The session is designed to be accessible, requiring no prior preparation. It will open with a short calibration exercise, move into the Sage pastcasting session, and conclude with a discussion on the group's future trajectory. This format suggests a commitment to building a sustainable community of practice where members can benchmark their skills against peers and historical data.

Why This Matters

For the PSEEDR audience, this event signals a broader trend toward data-driven epistemology. As reliance on probabilistic models (both human and machine) increases, the ability to distinguish between a well-calibrated forecast and a confident guess becomes critical. Initiatives like this provide the training ground necessary to develop those distinctions.

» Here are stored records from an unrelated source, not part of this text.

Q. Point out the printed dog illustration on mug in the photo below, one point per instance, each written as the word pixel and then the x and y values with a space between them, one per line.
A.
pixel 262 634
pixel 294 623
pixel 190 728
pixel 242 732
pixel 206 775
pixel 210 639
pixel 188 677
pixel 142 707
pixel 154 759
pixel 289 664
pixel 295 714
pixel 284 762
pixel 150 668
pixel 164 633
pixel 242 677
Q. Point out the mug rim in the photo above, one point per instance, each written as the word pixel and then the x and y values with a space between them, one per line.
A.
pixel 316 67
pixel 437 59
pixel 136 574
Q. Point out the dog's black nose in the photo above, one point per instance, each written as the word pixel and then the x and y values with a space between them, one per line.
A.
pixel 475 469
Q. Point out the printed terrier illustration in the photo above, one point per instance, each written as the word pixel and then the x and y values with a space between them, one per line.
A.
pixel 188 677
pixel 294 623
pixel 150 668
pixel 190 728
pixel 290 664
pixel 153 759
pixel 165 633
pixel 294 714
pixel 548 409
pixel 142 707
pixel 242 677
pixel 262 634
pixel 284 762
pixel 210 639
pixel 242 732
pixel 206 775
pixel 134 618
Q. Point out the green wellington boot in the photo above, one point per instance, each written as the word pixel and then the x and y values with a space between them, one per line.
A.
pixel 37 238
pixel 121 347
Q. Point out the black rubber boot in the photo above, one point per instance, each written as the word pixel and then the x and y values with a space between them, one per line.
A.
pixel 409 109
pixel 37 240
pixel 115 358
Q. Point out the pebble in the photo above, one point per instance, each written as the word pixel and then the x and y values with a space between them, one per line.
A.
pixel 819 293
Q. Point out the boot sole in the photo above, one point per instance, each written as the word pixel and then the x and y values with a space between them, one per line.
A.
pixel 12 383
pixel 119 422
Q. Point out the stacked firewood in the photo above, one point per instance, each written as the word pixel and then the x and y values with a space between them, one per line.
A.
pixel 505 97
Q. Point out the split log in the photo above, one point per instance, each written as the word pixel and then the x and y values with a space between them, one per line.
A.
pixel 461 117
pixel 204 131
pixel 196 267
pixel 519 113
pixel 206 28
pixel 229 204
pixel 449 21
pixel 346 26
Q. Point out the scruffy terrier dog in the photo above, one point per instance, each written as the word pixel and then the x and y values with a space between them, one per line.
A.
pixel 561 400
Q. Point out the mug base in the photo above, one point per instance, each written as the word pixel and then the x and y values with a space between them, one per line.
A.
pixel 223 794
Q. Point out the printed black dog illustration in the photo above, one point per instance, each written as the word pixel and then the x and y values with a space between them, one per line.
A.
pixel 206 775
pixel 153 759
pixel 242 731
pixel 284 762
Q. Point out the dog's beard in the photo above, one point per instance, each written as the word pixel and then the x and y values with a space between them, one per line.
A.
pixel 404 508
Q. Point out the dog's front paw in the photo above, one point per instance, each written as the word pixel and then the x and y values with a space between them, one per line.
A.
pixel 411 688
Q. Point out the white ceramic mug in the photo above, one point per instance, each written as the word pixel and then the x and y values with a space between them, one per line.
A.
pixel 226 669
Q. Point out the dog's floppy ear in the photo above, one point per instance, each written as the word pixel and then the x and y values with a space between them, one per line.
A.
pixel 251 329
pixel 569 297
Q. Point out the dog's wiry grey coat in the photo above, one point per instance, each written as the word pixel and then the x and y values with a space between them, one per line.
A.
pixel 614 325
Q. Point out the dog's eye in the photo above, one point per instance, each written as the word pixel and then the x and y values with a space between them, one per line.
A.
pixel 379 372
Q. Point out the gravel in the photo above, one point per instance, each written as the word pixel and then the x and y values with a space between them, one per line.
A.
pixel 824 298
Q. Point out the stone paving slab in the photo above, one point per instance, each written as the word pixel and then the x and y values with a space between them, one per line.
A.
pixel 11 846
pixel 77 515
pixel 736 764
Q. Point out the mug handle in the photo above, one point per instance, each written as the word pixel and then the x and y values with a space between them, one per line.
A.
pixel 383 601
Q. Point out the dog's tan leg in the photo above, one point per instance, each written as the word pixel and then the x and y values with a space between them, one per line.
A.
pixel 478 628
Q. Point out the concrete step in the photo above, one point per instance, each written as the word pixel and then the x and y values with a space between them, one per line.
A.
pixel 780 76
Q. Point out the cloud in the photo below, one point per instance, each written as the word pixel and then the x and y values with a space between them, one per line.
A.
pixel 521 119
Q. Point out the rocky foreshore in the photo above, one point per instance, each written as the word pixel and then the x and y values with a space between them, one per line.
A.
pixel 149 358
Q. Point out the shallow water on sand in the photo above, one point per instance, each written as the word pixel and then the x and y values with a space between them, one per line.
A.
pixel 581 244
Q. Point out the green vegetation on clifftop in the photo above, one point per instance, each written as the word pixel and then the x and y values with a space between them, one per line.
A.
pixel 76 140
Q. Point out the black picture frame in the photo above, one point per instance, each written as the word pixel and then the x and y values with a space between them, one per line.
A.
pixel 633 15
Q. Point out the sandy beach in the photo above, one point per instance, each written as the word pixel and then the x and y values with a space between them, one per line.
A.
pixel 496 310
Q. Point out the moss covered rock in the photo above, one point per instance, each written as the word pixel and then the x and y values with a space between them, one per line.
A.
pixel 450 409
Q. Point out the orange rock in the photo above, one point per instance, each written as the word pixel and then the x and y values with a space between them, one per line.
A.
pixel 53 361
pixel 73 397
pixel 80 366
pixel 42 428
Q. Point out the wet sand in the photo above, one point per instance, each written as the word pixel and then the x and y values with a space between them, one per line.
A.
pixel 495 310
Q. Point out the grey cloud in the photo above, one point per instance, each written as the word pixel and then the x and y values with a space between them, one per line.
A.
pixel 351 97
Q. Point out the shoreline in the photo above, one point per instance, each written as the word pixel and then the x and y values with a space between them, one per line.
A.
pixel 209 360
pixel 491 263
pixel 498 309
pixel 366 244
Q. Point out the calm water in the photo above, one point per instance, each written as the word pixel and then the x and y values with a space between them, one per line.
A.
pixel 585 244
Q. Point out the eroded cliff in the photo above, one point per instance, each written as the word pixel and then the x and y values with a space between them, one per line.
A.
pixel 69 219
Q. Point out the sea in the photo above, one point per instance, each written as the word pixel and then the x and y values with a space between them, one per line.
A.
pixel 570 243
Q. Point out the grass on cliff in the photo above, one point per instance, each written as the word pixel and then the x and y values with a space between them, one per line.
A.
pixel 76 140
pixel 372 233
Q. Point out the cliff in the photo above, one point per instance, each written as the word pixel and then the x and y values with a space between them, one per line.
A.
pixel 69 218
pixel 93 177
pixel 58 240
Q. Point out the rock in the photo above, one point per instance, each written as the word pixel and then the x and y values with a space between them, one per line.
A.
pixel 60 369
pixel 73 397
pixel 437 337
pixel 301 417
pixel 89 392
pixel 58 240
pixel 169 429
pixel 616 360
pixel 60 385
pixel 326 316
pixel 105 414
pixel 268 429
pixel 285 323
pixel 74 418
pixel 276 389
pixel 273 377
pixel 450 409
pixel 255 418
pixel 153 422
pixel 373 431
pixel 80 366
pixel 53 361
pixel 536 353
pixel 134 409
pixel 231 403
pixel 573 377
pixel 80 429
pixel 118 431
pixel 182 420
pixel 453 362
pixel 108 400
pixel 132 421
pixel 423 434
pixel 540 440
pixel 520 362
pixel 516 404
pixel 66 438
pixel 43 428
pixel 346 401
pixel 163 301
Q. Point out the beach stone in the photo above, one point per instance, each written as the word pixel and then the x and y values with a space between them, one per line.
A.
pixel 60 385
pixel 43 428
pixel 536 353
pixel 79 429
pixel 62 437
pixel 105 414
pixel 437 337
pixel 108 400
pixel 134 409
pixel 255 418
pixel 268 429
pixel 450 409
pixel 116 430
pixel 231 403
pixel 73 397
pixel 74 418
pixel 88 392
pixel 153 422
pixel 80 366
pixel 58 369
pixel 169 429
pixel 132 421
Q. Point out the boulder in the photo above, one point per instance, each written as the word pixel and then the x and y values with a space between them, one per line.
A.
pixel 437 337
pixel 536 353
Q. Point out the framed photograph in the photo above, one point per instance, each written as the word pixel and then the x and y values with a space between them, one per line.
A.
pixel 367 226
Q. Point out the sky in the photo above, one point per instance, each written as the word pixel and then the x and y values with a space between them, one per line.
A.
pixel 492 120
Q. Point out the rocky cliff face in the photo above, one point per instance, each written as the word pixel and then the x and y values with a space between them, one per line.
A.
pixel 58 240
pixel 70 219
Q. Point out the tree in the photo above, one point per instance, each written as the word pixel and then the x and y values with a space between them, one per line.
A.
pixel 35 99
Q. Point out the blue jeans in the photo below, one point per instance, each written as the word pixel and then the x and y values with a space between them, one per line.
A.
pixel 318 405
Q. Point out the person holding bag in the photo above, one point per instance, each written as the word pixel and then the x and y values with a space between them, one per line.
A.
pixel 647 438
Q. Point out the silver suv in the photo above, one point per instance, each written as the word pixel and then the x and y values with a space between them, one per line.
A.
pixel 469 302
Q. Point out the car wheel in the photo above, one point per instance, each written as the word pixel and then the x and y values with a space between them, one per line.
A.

We recommend reviewing the original post to understand the logistics of the meetup and to explore the tools being utilized for these calibration exercises.

Read the full post

Key Takeaways

  • The inaugural Forecasting Dojo meetup is scheduled for March 1, 11:00-12:00 CET on Discord.
  • The session utilizes 'pastcasting' on historical events to provide immediate feedback on prediction accuracy, bypassing the long wait times of real-world forecasting.
  • A tool called 'Sage' will be employed to facilitate these exercises, hiding outcomes to simulate genuine uncertainty.
  • The meetup is open to all skill levels and emphasizes practical calibration over theory.
  • This initiative represents a move toward deliberate practice in decision science, essential for reducing bias in strategic planning.